British law firm fined after ransomware group publishes confidential client data

A British law firm has been fined £60,000 ($80,000) after cybercriminals accessed the company’s case management system and published sensitive information on the dark web, something the company only learned about after being contacted by the National Crime Agency.

DPP Law, based in Bootle, was found to have breached the United Kingdom’s data protection laws by failing to “put appropriate measures in place to ensure the security of personal information held electronically.”

The Information Commissioner’s Office (ICO) stated hackers were able to access the company’s IT network by brute-forcing an infrequently used administrator account that lacked multi-factor authentication, and then using the access to move laterally across DPP’s network, pilfering over 32GB of data.

According to the ICO, as DPP specializes in “law relating to crime, military, family fraud, sexual offences, and actions against the police” it is responsible for some of the most highly sensitive and special categories of data covered under data protection laws.

Although the company realized its IT systems had been targeted by a ransomware attack in June 2022, the company initially believed no data had been stolen based on a review of its firewall and server logs, although the firewall logs did not record egress data flows and so offered no information regarding whether the hackers had pilfered anything.

DPP only became aware data had been stolen when it was contacted by the National Crime Agency to be informed that data relating to its clients had been posted on the dark web. The data included court bundles, as well as a range of other documents and media including police body camera footage.

In total, data on 306 crime clients, 225 family clients, 14 matrimonial clients, 137 clients who were taking action against the police, and 109 expert witnesses were impacted by the breach.

“791 is not an insignificant number considering the sensitivity of the personal data involved. This included highly sensitive information relating to court proceedings and DPP’s legal advice to its clients,” stated the penalty notice.

The ICO said it received a complaint from one of DPP’s clients who had been accused of sexually abusing a child. The individual was informed by the police that details of this allegation had been published online as a result of the ransomware attack.

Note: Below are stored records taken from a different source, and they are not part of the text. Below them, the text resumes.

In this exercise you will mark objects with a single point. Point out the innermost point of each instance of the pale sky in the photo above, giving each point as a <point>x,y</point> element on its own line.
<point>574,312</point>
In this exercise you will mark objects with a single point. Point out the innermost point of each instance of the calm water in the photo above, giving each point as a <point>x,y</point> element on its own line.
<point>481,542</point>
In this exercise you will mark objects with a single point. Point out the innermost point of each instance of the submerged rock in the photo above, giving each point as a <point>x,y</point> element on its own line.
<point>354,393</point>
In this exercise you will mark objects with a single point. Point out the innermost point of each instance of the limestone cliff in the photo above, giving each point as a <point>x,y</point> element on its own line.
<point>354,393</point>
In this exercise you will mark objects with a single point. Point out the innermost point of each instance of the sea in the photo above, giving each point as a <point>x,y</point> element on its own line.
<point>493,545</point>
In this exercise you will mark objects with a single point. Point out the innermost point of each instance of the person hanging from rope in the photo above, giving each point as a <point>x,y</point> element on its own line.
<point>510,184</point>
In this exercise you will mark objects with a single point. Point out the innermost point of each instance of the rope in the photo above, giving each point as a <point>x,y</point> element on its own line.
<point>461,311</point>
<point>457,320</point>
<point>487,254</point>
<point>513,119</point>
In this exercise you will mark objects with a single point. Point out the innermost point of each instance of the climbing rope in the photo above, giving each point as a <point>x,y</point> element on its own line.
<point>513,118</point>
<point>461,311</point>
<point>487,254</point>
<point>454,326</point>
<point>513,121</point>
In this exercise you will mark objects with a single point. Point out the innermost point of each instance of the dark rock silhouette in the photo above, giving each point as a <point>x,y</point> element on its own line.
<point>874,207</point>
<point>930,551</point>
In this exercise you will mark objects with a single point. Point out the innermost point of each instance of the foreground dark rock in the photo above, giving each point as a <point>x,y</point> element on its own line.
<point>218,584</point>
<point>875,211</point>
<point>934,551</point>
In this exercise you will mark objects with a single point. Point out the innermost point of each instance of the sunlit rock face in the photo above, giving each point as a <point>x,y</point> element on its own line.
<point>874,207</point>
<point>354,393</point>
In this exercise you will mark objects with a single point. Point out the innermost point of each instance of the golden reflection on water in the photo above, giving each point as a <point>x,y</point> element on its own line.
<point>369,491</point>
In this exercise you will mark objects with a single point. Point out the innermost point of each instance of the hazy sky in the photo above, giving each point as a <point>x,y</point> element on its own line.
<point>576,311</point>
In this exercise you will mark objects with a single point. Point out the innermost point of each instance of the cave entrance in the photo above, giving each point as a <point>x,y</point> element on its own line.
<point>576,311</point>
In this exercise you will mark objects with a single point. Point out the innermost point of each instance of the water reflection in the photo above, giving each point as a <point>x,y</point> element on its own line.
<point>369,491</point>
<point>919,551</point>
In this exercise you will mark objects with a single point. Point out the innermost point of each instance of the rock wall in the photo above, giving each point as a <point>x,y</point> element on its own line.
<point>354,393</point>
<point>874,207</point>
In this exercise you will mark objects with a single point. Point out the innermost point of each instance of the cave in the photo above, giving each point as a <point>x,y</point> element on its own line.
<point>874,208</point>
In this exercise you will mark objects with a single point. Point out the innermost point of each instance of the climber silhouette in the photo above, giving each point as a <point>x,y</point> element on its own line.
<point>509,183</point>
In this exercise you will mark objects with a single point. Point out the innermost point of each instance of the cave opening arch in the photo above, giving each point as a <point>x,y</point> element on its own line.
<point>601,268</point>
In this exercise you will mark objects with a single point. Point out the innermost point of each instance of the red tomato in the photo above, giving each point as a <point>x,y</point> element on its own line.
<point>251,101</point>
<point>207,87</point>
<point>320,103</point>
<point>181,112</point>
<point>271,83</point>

Andy Curry, the ICO’s interim director of enforcement and investigations, said the regulator was “publicising the errors which led to this cyber attack” to highlight “the need for all organisations to continually assess their cybersecurity frameworks and act responsibly in putting in place robust measures to prevent similar incidents.”

Sue Christopher, the company’s chief executive, told Recorded Future News in an email that DPP had fully cooperated with the ICO’s investigation and disagreed with the regulator’s conclusions, and would be appealing the decision.

She added that the company now holds independent certifications to assure its clients and others that it adheres to best cybersecurity practices.

The law firm has received several potential claims against it for professional negligence related to the cyber incident. Christopher did not immediately provide a statement regarding DPP’s response to these claims.

Source: The Record

Key Points

  • The law firm DPP Law has been fined £60,000 due to a ransomware attack exposing sensitive client data.
  • Hackers accessed the firm’s network by exploiting an administrator account without multi-factor authentication.
  • The breach involved more than 32GB of sensitive data, affecting 791 individuals across various legal cases.
  • The ICO indicated the need for strict security measures to protect sensitive personal information.
  • DPP Law intends to appeal the ICO’s conclusions, claiming they did not have data stolen initially.

Why should I read this?

This article highlights a serious issue regarding cybersecurity in legal firms, especially those dealing with sensitive information. With a hefty fine and potential negligence claims looming over DPP Law, it’s crucial for organisations to take note of such incidents. Staying informed about data security developments helps ensure that your own operations are secure and compliant.